Published on in Children's View
Cancer cells are experts at cloaking themselves. This is why it can be so difficult to treat cancer that is particularly aggressive or has relapsed: The body’s immune system simply does not “see” the cancer cells.
For years, the tools of cancer treatment were surgery, chemotherapy and radiation therapy. But what if the immune system’s cells could be altered to see — and thus destroy — the cancer cells? This would create a less toxic — and much more effective — option. When the campaign For Tomorrow’s Breakthroughs launched 10 years ago, this idea was still an ambitious dream.
Children’s Hospital of Philadelphia’s Cancer Immunotherapy Program relentlessly pursued that dream. When the researchers attained a promising therapy in 2012, CHOP treated the first pediatric patient with this therapy. It worked.
The team then led national and international pediatric clinical trials to more widely test the therapy — called CAR T-cell therapy — in treating children with advanced acute lymphoblastic leukemia (ALL), the most common pediatric cancer.

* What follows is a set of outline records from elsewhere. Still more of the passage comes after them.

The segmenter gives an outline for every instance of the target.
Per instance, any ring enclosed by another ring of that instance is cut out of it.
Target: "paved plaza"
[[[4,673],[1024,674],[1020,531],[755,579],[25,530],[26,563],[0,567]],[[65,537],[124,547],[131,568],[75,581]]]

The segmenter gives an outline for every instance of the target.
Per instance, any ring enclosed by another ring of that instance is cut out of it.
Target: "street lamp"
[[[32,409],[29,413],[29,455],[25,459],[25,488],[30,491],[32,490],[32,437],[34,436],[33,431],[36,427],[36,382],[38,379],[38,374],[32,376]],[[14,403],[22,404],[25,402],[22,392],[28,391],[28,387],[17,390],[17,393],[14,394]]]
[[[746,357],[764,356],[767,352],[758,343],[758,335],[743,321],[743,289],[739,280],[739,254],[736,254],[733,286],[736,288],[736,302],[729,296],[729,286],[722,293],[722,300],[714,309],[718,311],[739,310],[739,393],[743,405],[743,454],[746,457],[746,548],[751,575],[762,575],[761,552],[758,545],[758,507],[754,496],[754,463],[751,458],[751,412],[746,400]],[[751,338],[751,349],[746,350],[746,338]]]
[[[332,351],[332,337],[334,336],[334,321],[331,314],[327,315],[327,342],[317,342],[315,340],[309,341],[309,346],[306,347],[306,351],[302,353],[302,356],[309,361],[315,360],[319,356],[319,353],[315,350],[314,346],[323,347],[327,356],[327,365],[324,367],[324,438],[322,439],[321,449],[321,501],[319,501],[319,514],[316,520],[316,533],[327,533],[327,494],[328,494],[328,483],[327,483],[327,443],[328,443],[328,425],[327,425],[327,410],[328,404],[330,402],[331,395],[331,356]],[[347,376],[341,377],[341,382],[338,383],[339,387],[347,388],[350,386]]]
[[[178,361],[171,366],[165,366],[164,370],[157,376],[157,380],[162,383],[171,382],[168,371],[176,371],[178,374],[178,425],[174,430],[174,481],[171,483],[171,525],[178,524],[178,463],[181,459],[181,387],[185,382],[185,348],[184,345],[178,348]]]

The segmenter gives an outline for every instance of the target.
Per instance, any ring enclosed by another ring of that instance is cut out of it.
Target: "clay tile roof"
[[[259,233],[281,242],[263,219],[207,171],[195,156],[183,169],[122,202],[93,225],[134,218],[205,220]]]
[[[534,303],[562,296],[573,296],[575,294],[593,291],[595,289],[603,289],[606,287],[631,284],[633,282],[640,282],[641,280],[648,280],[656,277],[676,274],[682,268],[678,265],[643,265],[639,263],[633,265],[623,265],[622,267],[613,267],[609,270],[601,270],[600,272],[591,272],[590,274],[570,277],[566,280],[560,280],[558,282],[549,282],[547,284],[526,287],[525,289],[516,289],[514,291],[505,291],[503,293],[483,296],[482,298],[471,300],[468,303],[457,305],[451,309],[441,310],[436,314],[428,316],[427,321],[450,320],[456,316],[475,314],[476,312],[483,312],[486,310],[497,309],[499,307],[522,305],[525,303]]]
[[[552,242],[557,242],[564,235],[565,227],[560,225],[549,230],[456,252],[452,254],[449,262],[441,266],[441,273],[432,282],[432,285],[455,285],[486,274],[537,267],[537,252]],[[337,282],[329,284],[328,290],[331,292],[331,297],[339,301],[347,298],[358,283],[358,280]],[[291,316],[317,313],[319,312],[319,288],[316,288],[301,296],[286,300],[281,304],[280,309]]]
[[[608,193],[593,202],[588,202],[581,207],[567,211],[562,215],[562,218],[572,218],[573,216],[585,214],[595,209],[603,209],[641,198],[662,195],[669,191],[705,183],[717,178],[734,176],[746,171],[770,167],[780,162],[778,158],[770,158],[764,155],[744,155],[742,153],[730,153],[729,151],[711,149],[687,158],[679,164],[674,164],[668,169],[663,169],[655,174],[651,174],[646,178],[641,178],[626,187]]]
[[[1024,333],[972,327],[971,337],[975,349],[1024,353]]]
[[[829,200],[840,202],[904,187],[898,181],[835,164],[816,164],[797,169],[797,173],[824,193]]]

The therapy re-engineers the patient’s own T cells, a type of white blood cell, into smart fighters able to see and then attack cancerous cells.
Children enrolled in CHOP’s CAR T trials included Nick, who lives in Iowa. His cancer kept coming back, and his family feared they were out of options. Then they learned about the trials at CHOP. In 2016, Nick and his parents, Nicole and Mike Gerdin, journeyed to CHOP to receive the then-experimental therapy. He remains cancer-free. Today, reports Nicole, “Nick is leading the active life of a 12-year-old boy. He loves to play football, basketball, baseball and catch lots of fish, to name a few of his favorite hobbies.”
Now available to children worldwide
Because of the success of the trials that CHOP led, in 2017 CAR T became the first-ever cell therapy to win U.S. Food and Drug Administration approval and is now available to children worldwide. After achieving remission, 70% of these children have remained in remission at two years, an astonishing proportion of children who once faced the direst prognoses. More than 350 patients from around the world have been treated with CAR T therapy at CHOP.
But CHOP’s work is far from over. Researchers and physician-scientists are now tackling immunotherapy for other forms of childhood cancer — and these efforts are fueled by the generosity of the Gerdins, who are determined to help other kids like Nick. “We are so grateful Nick has remained healthy and cancer-free following his CAR T therapy and stem cell transplant,” says Nicole. “Our wish for all families of children going through cancer treatment is they continue to have hope. For this reason, our family chooses to support the CHOP research that gave us hope during a terrifying time and resulted in a cure for our son.”
The family has given a gift through the Gerdin Charitable Foundation to fund two pilot clinical trials. One trial will bring the approved CAR T therapy to new groups of patients with ALL, including ultra-high-risk patients and infants. The other trial targets a different blood cancer called acute myeloid leukemia (AML). Only about 60% of patients with AML are cured with traditional therapies. This trial is one of the first attempts in the world to use cell therapy for this cancer.
CHOP is seeing tremendous interest from families during the initial stage of both trials. “To know the trials we have funded are providing renewed hope for others inspires us and hopefully others to continue to help,” says Mike. Because of philanthropy, children’s lives are being saved.